Monti, i giovani e lo stato minimo

sabato 26 maggio 2012


Francamente mi lascia molto perplesso l'uscita del premier Monti nel corso del Forum nazionale dei giovani tenutosi a Roma. Egli ha sostanzialmente promesso alla nuove generazioni che molto presto porterà in Consiglio dei ministri la cosiddetta riforma del merito. A suo parere, infatti, sarà possibile introdurre la meritocrazia in tutti i passaggi più importanti che regolano la formazione e l'inserimento nella società dei nuovi venuti. 

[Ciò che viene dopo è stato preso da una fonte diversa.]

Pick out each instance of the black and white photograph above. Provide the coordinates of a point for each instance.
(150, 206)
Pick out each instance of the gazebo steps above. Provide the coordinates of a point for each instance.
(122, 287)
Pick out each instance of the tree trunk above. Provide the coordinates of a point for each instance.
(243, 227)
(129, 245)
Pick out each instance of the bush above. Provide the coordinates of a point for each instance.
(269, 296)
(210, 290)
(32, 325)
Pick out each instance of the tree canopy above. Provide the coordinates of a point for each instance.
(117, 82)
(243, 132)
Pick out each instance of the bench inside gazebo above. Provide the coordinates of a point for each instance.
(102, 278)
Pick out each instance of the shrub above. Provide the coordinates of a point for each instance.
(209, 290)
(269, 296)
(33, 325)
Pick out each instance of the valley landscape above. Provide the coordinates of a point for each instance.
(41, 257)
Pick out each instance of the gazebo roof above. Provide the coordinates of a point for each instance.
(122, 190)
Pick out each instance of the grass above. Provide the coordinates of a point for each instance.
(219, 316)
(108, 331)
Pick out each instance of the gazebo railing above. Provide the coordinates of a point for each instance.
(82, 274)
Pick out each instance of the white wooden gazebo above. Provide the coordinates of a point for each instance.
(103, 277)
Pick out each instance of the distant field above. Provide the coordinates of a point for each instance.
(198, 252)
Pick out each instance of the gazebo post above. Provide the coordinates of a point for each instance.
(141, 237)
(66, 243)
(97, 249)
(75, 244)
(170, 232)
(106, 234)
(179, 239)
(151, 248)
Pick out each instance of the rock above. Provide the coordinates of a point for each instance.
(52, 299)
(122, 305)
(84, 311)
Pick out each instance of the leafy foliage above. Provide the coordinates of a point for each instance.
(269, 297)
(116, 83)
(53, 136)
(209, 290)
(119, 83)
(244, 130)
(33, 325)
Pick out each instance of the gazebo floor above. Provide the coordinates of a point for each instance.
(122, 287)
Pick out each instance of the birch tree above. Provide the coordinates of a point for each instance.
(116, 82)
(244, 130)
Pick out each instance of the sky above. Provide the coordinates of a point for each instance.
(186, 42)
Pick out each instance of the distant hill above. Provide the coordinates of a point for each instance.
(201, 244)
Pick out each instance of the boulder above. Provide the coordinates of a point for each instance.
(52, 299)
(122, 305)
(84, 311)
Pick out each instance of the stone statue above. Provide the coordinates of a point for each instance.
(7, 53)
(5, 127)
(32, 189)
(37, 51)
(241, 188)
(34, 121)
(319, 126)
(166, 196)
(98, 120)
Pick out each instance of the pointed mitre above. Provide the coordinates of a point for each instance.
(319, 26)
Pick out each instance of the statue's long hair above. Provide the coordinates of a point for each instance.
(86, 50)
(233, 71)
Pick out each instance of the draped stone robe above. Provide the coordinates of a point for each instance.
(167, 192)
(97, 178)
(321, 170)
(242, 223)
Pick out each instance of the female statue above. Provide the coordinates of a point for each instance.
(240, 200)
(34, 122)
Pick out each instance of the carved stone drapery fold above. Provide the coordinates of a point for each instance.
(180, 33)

Ora, che io sappia, non mi risulta che sia mai stato possibile imporre questa sorta di categoria dello spirito per decreto legge, così come per tante illusorie pretese di chi ritiene che la politica abbia la facoltà di realizzare qualunque obiettivo si consideri democraticamente desiderabile. Semmai, se proprio vogliamo essere franchi, la strada burocratica consente di attribuire, con molta discrezionalità, vantaggi e privilegi a chi possiede tutta una serie di "meriti" ben poco nobili, basati generalmente sulla parentela, l'amicizia, l'affiliazione, la convenienza ed altre categorie similari. D'altro canto, come ha molto sagacemente scritto il grande Friedrich von Hayek, in una moderna società fondata sulla libertà economica, più che il merito è l'abilità dei più bravi che consente, nell'ambito di regole civili condivise, di guadagnare posizioni nella scala sociale. E da questo punto di vista, solo all'interno di una cornice  fortemente orientata verso il mercato e la concorrenza risulta possibile realizzare le condizioni affinchè i migliori in un certo campo riescano a far valere le proprie attitudini e competenze. Da qui discende l'esigenza liberale di uno stato minimo, in cui chi esercita il potere politico limiti la sua azione ad un ruolo di arbitro delle regole del gioco, lasciando che sia la tanto bistrattata legge della domanda e dell'offerta a permettere a tanti giovani di inserirsi con impegno nel mondo del lavoro. 

Ma in realtà, ho l'impressione che questa balzana idea di introdurre il merito per decreto legge rappresenti l'ennesimo cedimento montiano ad una certa demagogia collettivista, la quale si alimenta da sempre con molte analoghe illusioni. Una sinistra demagogia che vive perennemente nell'attesa di un governo onnipotente il quale, usando chissà quali leve di comando, riesca a realizzare il Paradiso in terra. Ma in questo modo, come l'esperienza insegna, si finisce sempre più nell'inferno del dirigismo burocratico.